Partitioning and Sharding - image 1

After vertical partitioning, above table is split into 2 separate tables each with its own set of columns.

Partitioning and Sharding - image 2

Horizontal Partitioning: On the other hand, with horizontal partitioning a table is split into multiple tables where all tables have identical schemas but hold a smaller subset of the rows of the main table.  

Partitioning and Sharding - image 3

With horizontal partitioning, data is split into different partitions based on sales order date column.  This is shown below.

Partitioning and Sharding - image 4

Sharding typically references horizontal partitioning. In the case of sharding, the partitions themselves could be spread out on multiple machines enabling scale-out capabilities.  This approach results in each individual machine processing only a portion of the data resulting in faster data processing.  A shard key is used to split the data into smaller partitions. 

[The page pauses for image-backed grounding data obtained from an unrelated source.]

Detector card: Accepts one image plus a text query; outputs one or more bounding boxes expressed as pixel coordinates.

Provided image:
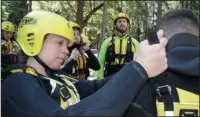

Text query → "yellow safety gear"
[156,88,199,116]
[1,40,16,54]
[68,55,88,79]
[81,34,91,44]
[77,55,87,69]
[2,21,15,32]
[77,55,87,79]
[114,13,130,24]
[107,36,137,65]
[16,11,74,56]
[5,66,80,109]
[70,22,80,30]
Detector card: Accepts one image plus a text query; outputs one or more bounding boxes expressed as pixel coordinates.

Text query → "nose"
[63,46,69,55]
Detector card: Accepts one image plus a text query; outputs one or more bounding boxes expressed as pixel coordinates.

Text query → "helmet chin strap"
[34,56,56,77]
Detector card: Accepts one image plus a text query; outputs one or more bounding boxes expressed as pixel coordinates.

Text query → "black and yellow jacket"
[62,48,100,80]
[97,34,139,78]
[1,40,18,54]
[1,40,19,67]
[133,33,200,117]
[2,60,149,116]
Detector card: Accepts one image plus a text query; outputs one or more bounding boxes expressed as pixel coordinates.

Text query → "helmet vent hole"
[27,33,34,37]
[29,42,34,47]
[27,38,34,41]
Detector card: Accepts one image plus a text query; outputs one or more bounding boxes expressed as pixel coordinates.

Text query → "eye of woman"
[58,41,63,46]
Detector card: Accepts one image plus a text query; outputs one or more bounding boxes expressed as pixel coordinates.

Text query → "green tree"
[6,1,28,25]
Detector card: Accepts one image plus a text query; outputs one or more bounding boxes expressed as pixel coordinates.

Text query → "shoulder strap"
[1,65,28,81]
[123,36,133,64]
[1,65,49,93]
[111,34,115,52]
[127,36,133,54]
[153,73,179,116]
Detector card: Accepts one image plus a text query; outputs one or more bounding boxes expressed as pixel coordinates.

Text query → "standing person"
[61,22,100,80]
[1,10,168,116]
[132,9,200,117]
[1,21,18,68]
[97,13,139,79]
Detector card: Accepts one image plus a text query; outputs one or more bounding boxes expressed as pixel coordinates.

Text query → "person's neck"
[5,39,11,42]
[26,57,47,76]
[114,30,127,37]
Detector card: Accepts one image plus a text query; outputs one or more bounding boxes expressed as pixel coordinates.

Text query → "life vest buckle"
[156,85,172,97]
[179,109,198,117]
[59,85,71,101]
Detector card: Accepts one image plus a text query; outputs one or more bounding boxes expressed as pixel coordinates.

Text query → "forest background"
[2,1,199,50]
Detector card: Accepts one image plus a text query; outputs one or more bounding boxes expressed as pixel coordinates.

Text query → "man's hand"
[71,48,80,60]
[134,30,168,78]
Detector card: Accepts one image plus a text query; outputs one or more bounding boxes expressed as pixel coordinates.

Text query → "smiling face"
[115,18,128,32]
[38,34,70,70]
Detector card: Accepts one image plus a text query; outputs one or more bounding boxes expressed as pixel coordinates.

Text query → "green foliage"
[2,1,199,47]
[5,1,28,25]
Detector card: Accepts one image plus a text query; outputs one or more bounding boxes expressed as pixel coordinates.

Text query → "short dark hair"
[157,9,199,39]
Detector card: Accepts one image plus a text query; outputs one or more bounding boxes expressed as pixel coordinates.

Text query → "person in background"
[1,21,19,68]
[97,13,139,79]
[61,22,100,80]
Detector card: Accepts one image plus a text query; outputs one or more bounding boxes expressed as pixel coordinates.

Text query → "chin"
[50,65,61,70]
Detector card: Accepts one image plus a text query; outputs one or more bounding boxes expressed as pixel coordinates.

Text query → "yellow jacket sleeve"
[131,38,139,51]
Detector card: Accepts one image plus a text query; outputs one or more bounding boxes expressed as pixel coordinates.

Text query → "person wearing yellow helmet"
[2,10,168,116]
[1,21,19,68]
[61,22,100,80]
[97,13,139,79]
[1,21,15,41]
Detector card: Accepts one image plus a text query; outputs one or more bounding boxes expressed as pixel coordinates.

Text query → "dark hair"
[157,9,199,39]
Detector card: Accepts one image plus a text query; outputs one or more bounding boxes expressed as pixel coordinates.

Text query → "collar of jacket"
[113,33,129,39]
[166,33,199,52]
[113,29,129,38]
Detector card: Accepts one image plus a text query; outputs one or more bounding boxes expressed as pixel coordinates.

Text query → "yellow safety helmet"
[81,34,91,44]
[2,21,15,32]
[70,21,81,30]
[16,11,74,56]
[114,13,130,24]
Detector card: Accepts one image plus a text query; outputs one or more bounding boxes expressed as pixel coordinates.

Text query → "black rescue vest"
[2,66,80,109]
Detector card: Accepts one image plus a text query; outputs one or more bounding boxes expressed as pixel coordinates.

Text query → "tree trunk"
[152,1,155,30]
[156,1,162,20]
[181,0,188,8]
[76,0,84,32]
[99,1,108,46]
[28,0,32,12]
[156,0,162,30]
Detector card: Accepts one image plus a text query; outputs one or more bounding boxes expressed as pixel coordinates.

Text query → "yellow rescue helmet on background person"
[2,21,15,32]
[114,13,130,24]
[81,34,91,44]
[16,11,74,56]
[70,21,81,30]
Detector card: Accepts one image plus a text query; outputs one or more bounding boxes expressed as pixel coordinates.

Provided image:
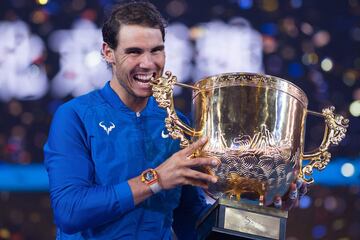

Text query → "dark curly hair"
[102,1,167,49]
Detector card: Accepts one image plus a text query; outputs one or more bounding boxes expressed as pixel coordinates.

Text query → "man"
[45,2,218,239]
[44,2,304,239]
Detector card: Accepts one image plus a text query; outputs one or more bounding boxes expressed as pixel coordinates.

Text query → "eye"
[128,50,142,55]
[125,48,143,55]
[151,46,164,54]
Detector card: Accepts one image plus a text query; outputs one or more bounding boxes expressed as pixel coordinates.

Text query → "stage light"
[353,88,360,100]
[324,196,337,211]
[312,225,327,239]
[342,69,358,86]
[300,22,313,35]
[302,53,319,65]
[299,195,311,209]
[0,229,10,239]
[260,0,278,12]
[332,219,345,231]
[321,58,333,72]
[288,62,304,78]
[260,22,278,36]
[37,0,48,5]
[341,163,355,177]
[313,30,330,47]
[237,0,253,9]
[349,100,360,117]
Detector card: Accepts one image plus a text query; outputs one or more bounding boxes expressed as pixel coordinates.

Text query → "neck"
[110,80,149,112]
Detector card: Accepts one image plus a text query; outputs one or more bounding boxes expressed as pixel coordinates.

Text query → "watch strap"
[149,182,162,194]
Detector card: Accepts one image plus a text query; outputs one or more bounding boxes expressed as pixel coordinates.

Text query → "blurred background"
[0,0,359,239]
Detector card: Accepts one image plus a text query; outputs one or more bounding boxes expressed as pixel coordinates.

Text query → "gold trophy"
[151,72,348,240]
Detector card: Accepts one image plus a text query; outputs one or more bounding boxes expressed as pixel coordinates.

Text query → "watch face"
[144,171,155,182]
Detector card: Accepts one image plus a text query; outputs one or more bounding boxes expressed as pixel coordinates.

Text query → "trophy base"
[196,198,288,240]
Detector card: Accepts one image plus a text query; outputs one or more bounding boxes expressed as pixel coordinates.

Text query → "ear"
[102,42,115,64]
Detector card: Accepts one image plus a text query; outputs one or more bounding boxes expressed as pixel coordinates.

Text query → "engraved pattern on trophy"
[202,125,298,205]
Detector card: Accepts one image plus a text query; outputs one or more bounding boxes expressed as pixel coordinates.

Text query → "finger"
[183,157,219,168]
[273,196,282,209]
[282,183,298,210]
[296,178,303,189]
[184,179,209,189]
[288,182,298,200]
[181,137,208,156]
[182,168,218,184]
[296,179,308,197]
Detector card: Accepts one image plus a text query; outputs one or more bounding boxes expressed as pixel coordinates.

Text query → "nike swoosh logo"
[161,130,169,139]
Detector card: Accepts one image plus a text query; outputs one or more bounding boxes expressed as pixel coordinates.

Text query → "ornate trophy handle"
[301,106,349,184]
[150,71,202,148]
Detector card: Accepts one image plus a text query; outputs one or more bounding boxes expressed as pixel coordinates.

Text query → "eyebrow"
[124,47,143,54]
[152,45,165,52]
[124,45,164,54]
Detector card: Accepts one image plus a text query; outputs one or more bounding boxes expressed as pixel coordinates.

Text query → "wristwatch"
[141,169,162,194]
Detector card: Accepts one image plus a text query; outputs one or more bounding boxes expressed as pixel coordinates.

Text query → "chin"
[135,91,152,98]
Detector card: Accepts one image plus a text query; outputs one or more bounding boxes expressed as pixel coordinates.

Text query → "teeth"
[134,73,153,81]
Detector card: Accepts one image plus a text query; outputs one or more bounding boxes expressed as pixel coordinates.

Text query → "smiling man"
[103,24,165,111]
[44,1,218,240]
[44,1,305,239]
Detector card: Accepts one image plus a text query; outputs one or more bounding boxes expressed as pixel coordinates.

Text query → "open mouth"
[133,73,156,83]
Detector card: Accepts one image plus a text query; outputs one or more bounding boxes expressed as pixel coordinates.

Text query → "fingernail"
[274,197,282,209]
[200,137,207,143]
[289,189,298,200]
[212,159,218,166]
[212,177,218,183]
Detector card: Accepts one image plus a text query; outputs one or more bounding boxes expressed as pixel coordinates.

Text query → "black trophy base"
[196,198,288,240]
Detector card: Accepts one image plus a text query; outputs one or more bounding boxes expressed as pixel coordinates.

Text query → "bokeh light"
[299,195,312,209]
[349,100,360,117]
[313,30,330,47]
[312,225,327,239]
[0,1,359,239]
[36,0,49,5]
[341,163,355,177]
[321,58,334,72]
[237,0,253,9]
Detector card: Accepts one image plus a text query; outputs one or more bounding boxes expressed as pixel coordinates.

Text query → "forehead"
[117,24,163,48]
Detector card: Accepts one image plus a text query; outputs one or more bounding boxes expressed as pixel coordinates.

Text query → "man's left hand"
[273,178,308,211]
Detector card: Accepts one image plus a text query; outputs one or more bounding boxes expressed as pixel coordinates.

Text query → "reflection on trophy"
[151,72,349,240]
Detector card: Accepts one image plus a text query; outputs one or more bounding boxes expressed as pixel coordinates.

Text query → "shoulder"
[54,89,106,121]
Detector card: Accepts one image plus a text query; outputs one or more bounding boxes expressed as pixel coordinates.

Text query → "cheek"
[116,58,136,73]
[155,54,165,68]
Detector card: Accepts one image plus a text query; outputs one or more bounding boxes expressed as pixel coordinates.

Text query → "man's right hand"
[156,137,219,190]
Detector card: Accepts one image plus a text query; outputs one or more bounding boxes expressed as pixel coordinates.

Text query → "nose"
[139,53,155,69]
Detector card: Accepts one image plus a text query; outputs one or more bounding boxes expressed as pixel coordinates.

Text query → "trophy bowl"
[151,72,348,206]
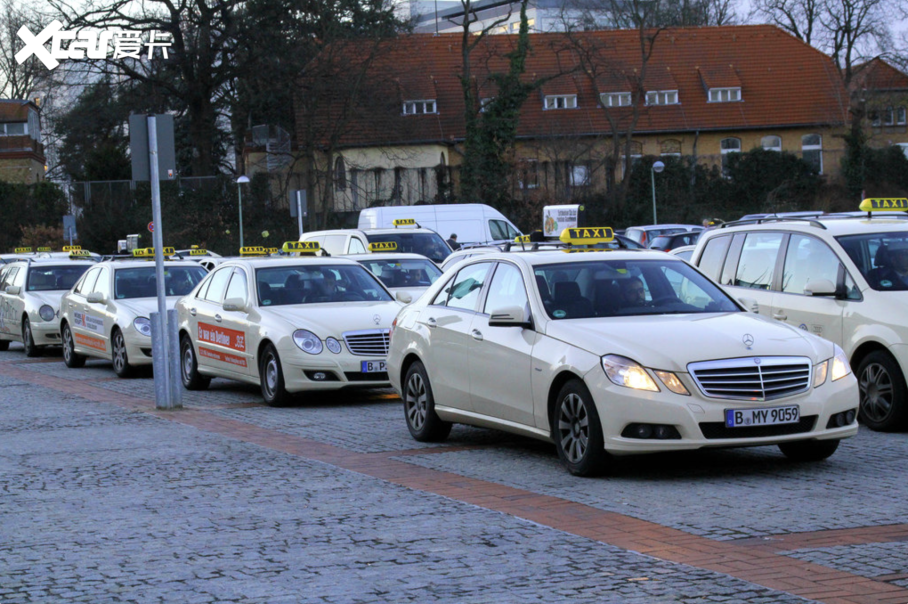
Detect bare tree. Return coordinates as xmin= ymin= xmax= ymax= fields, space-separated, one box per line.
xmin=0 ymin=0 xmax=53 ymax=99
xmin=752 ymin=0 xmax=821 ymax=44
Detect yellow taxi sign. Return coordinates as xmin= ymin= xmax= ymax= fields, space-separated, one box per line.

Partitioned or sharded data can then be efficiently organized using clustering to ensure data is sorted according to a key.  This provides best options when sequential access to sorted data is needed.  Partition pruning and clustering are techniques used by analytics platforms to avoid scanning or ordering data resulting in efficient query processing.  Partition manipulation can also be used to archive data or to remove older data as conducting wholesale partition operations are efficient compared to deletes and updates.  These techniques are leveraged in large scale analytics platforms.